The Federal Railroad Administration in 2020 approved plans for the 240-mile railroad. On Friday, the state’s Supreme Court ruled that Texas Central, which has affirmed its status as an operating company with the court, can use eminent domain to acquire land.
“Texas and the U.S. deserve the best transportation options, and I am convinced that in time, these will become a reality. We can do this,” Aguilar said in his post.
Board Clears NPRRs
The committee unanimously approved six NPRRs and a change to the planning guide (PGRR):
-
-
- NPRR1100: clarifies that a generator or energy storage resource (ESR) may serve customer load when the customer and the resource are both disconnected from the system because of a transmission or distribution outage.
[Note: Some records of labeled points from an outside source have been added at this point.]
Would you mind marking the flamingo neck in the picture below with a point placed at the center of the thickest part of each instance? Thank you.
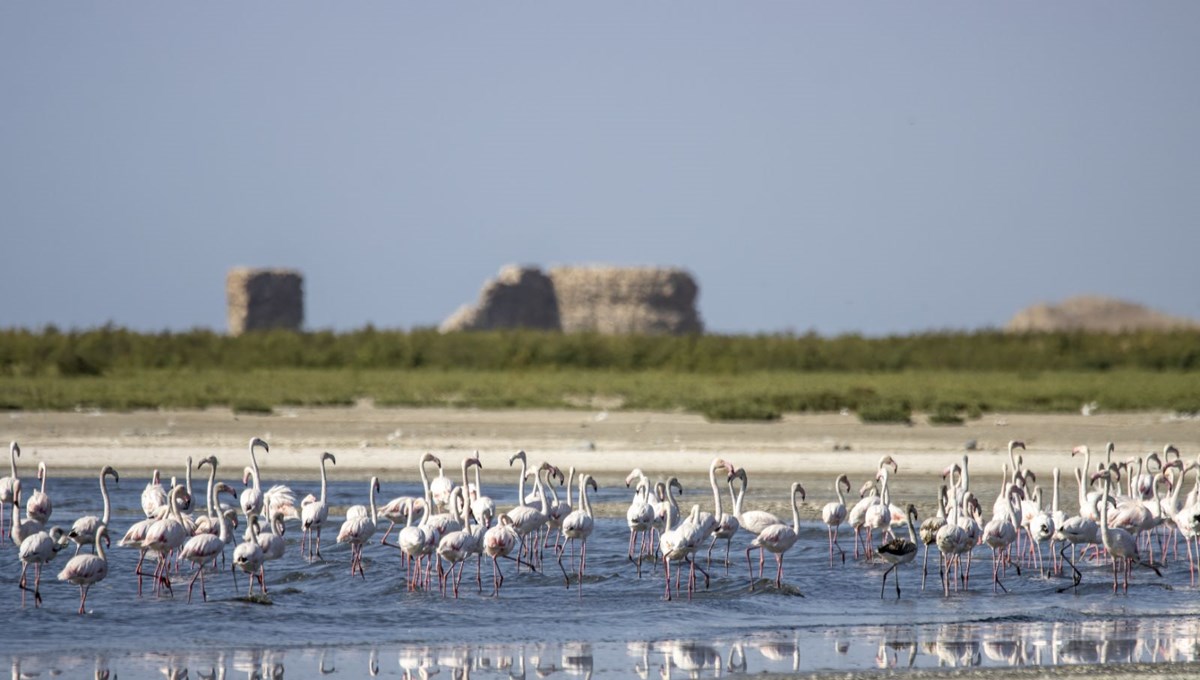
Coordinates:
(324, 480)
(103, 494)
(375, 516)
(796, 513)
(583, 495)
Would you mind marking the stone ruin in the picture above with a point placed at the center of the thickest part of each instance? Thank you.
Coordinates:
(580, 299)
(1095, 313)
(262, 299)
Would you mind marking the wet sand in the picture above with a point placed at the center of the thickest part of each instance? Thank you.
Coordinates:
(369, 439)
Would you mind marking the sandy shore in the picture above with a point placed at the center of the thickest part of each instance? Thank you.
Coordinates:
(369, 439)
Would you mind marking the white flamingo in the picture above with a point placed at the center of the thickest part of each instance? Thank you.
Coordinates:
(163, 537)
(456, 546)
(834, 513)
(251, 499)
(729, 524)
(87, 570)
(204, 548)
(358, 530)
(83, 531)
(498, 542)
(10, 487)
(154, 497)
(249, 558)
(1119, 542)
(639, 517)
(313, 515)
(577, 527)
(40, 506)
(39, 549)
(778, 539)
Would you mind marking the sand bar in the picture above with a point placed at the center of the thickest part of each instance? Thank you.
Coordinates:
(369, 439)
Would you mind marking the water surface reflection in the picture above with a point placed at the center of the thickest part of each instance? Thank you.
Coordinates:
(816, 649)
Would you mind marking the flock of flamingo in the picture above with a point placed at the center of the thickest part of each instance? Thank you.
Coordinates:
(439, 531)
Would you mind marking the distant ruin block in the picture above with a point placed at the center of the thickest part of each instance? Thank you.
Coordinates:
(1095, 313)
(520, 298)
(263, 299)
(589, 299)
(627, 300)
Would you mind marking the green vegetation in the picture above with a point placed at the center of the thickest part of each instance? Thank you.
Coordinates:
(948, 375)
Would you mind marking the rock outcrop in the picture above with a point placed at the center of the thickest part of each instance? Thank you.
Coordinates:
(627, 300)
(520, 298)
(577, 299)
(261, 299)
(1095, 313)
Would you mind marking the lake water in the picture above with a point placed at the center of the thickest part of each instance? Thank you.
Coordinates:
(323, 623)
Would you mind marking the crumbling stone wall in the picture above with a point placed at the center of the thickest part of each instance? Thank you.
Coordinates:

The change is limited to configurations where the resource and customer load are using privately owned transmission and distribution infrastructure during a private microgrid island operation.
- NPRR1110: modifies the black start service (BSS) confidential information, contract period and backup fuel requirements; increases the BSS procurement period from two to three years; and adds an on-site, 72-hour priority fuel requirement that can be waived in whole or in part to procure a sufficient number or preferred combination of resources.
- NPRR1119: deletes extraneous language that should have been removed as part of NPRR978.
- NPRR1121: automates the market notice used in the exceptional fuel cost submission process to notify market participants when the costs have been submitted for the operating day.
- NPRR1129: allows ERCOT to post on its website a list of electric service identifiers for transmission-voltage customer opt-outs from the securitization of $2.1 billion for load-serving entities’ extraordinary costs incurred during the February 2021 winter storm.
- NPRR1130: extends the sunset date for weatherization inspection fees from Sept. 1, 2022, to July 31, 2023.
- PGRR100: revises the annual planning model base case update frequency from triannual to biannual, aligning it with the Steady State Working Group’s plan to adjust its current case-building schedule to a biannual basis.